Stop Surprise Billing
This key reform was signed into law and took effect in January 2022. It bans balance billing for out-of-network emergency services and scheduled out-of-network services received at an in-network facility (like getting an out-of-network anesthesiologist at an in-network hospital). Patients are now only responsible for their in-network cost-sharing (copay/deductible) in these situations.
Price Limits for Drugs With No Competition
Without competition, it is especially challenging to keep the costs of new specialized drugs down. The administration successfully achieved drug price reform through the Inflation Reduction Act (IRA). This law authorizes Medicare to negotiate prices for a set number of high-cost drugs. The first negotiated prices for 10 major Medicare Part D drugs will take effect on January 1, 2026.
The board will recommend a reasonable price based on other countries’ prices or based on an evaluation.
Consumers Can Buy Prescription Drugs from Abroad
While the goal remains, the federal government has not implemented a wide-scale program to allow consumers to import drugs from abroad.

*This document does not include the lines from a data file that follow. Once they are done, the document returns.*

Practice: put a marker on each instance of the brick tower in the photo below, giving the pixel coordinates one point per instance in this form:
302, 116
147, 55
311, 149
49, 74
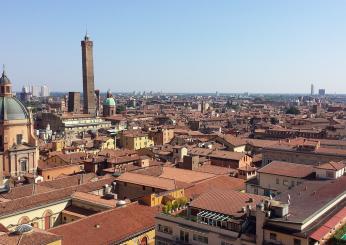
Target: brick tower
89, 106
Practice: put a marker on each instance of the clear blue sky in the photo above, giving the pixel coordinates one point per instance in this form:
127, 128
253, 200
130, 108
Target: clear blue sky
178, 46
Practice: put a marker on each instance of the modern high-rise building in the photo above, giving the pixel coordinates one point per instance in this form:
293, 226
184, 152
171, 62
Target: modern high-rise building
89, 105
74, 102
44, 91
35, 90
321, 92
312, 92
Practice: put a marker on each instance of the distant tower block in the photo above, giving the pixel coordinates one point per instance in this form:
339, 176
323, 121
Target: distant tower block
312, 92
109, 106
89, 106
74, 102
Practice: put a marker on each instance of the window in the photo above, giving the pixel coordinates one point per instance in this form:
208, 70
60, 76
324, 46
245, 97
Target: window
199, 238
165, 229
23, 165
19, 139
184, 236
272, 236
330, 174
296, 241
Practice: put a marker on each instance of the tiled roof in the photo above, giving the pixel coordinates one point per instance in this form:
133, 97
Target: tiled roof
218, 182
91, 198
184, 175
37, 200
329, 226
311, 197
108, 227
287, 169
332, 166
37, 236
147, 180
227, 202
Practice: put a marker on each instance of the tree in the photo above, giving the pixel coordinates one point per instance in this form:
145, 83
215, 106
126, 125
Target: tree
120, 108
169, 206
274, 120
175, 205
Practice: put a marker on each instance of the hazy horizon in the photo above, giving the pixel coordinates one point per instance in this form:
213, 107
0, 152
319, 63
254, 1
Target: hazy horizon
187, 46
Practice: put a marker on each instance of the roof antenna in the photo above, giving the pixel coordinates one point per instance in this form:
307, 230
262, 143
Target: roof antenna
86, 32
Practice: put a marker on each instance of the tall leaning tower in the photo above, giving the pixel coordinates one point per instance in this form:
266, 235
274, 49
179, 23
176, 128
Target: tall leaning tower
88, 76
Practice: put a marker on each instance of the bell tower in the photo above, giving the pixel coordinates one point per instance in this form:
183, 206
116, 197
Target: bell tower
89, 106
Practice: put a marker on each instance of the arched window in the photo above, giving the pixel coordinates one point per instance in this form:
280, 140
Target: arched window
24, 220
23, 165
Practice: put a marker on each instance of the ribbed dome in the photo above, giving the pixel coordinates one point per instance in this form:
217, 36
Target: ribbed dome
109, 102
12, 109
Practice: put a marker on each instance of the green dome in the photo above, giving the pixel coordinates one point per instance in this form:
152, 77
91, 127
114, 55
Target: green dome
109, 102
12, 109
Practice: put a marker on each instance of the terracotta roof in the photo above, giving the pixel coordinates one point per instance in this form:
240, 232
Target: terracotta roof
68, 181
37, 200
329, 226
91, 198
217, 153
116, 225
184, 175
37, 236
312, 196
25, 190
213, 169
332, 166
218, 182
232, 140
147, 180
227, 202
287, 169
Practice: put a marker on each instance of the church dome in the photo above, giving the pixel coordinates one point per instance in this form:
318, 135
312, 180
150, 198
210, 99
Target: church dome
12, 109
109, 102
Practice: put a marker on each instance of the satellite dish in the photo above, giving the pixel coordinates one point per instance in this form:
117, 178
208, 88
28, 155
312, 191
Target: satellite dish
24, 228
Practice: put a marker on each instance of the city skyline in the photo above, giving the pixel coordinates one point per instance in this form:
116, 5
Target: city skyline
179, 47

The expectation is this will drive down the cost of prescription drugs in the U.S. – something that has seen significant increases in the past decade.
When Can We Expect Changes to Be Made?
The reforms listed (No Surprises Act, IRA drug negotiation) are already law. The most urgent changes affecting your wallet in 2026 are the scheduled subsidy expirations. The fate of the enhanced premium tax credits now rests entirely with Congress to extend them before the end of 2025.